With extreme weather seemingly on the rise every year, affecting both people in my region (here in East Asia) and people I know halfway across the world (in places like Florida and Texas), there are times in his crusading film documentaries when Al Gore, this stout man in a business suit, comes off as a Cassandra-like figure, standing at the gates of Troy, warning its citizens that the city is about to fall.
Though skeptics might scoff at hearing him propped up this way, you could also say Gore resembles a modern-day Noah onscreen, just in the sense that he fears a flood is coming, while not everyone is inclined to believe him (or Leonardo DiCaprio, who appeared in his own National Geographic documentary last year called Before the Flood).
Is humankind blindly marching off to the slaughterhouse by destroying the livability of its own home, that beautiful “blue marble” seen in space footage from NASA? Will the snows of Kilimanjaro be gone one day soon? Are the glaciers melting? They certainly would appear to be breaking up at an alarming rate. Maybe some states of fear are healthy if they get you to stop downplaying a very real danger.
An Inconvenient Sequel (in the Time of Trump)

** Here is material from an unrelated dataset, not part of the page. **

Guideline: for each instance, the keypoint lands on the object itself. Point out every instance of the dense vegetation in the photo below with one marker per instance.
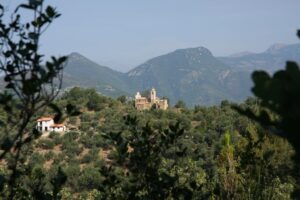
(116, 152)
(112, 151)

The sequel to An Inconvenient Truth, appropriately titled An Inconvenient Sequel: Truth to Power, is the film Gore was there to promote at the Tokyo International Film Festival earlier this month. As it happened, he was in Tokyo the same day as Ivanka Trump, who was meeting across town with Japanese Prime Minister Shinzo Abe (another politician I saw in person at the festival last year). Gore, meanwhile, shared the stage with Tokyo Governor Yuriko Koike, who once served as Japan’s environment minister.
As a late arrival on the festival’s closing day, Gore was welcomed as the guest of honor, but he’s not always treated with such deference in An Inconvenient Sequel. In the documentary, Gore is often met with resistance from stubborn minds who don’t want to listen, perhaps because it doesn’t suit their own vested interests or because they have, like me, been easy marks for an organized denial campaign on the part of corporate lobbyists. Business is business, and the oil, gas, and coal industry stands to lose a lot in a sweeping changeover to clean energy.
The saddest part is when you see how all these world leaders came together in Paris back in November of 2015, only to be interrupted by terrorist attacks. This is when the mass shooting at the Eagles of Death Metal concert in Bataclan theater happened. With faces like Prime Minister Abe, U.S. President Barack Obama, Canadian Prime Minister Justin Trudeau, Chinese President Xi Jinping, and even Russian President Vladimir Putin in attendance, the Paris Agreement eventually gets back on track, and we see Al Gore’s lifelong mission to raise awareness about what’s happening to the environment incite actual change in the world.
No sooner does this happened than Donald Trump is elected President.
And the rest is history, to be judged by future generations. Say what you will about Al Gore, but he still shows signs of optimism, even as the intervening years between documentaries seem to have stoked more righteous anger in his save-the-earth quest. Hopefully, the next generation will have reason to maintain such optimism.